So, I am learning Python. To help my understanding, I was wondering how someone might make this code more efficient.

Purpose:
Take a 32-bit value (tempCode) and output each nibble. My way was to use a string, basically shifting out the binary value from bit 0 to bit 31 into the string.

i = 1
        binString = ''
        regSize = 32

        while (i <= regSize):
            binString = str(tempCode & 1) + binString
            tempCode >>= 1
            if ( (i%4) == 0 ): binString = ' ' + binString
            i += 1
            
        print "In binary: ", binString, "\n"

Output would be:
You entered: 0xF0A
In binary: 0000 0000 0000 0000 0000 1111 0000 1010

Your code is quite well, anyway two more ways to do it: masking with 0b1111 and using the bin representation string:

## 1) do it yourself with masking
def nibble(n,x):
    ## mask 0b1111 shift up, mask, shift back
    return ( x & ( 0b1111 << (4 * n) ) ) >> (4 * n)

x=0xF0a
regSize = 32

for i in reversed(range(8)):
    ## bin, take out 0b, zerofill and print
    print (bin(nibble(i,x))[2:]).zfill(4),
print

##  2) other way if you do not want to do yourself
bx=bin(x)[2:].zfill(regSize)

for i in range(0,len(bx),4):
    print bx[i:i+4],

Awesome. Thank you for the reply, it helps is seeing other methods to do the same thing. Though I do prefer the 32-bit output to remain on a single line. Is there a way when using PRINT in a loop, to not automatically include a carriage return?

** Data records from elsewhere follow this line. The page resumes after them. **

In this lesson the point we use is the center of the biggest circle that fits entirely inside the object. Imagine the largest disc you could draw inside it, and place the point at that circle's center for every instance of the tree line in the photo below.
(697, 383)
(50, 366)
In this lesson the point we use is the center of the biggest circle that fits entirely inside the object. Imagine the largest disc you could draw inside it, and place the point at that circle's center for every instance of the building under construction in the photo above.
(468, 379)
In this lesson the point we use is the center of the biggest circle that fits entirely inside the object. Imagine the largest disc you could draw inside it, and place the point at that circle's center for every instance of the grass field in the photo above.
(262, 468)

print does not automatically include carriage return, but does add space between inputs. It adds carriage return only if you do not finish print with comma(,).

Output of my code is

>>> 
0000 0000 0000 0000 0000 1111 0000 1010
0000 0000 0000 0000 0000 1111 0000 1010
>>>

If you want not to have space between printed things you can concatenate them in string and print the string, you can do from __future__ import print_function and use end='' parameter, or you can import sys and do sys.stdout.write() instead of printing.

See, look at my C-coding skills causing errors. I thought that comma was a typo ;)

Thanks. I like the condensed code in option 2 above.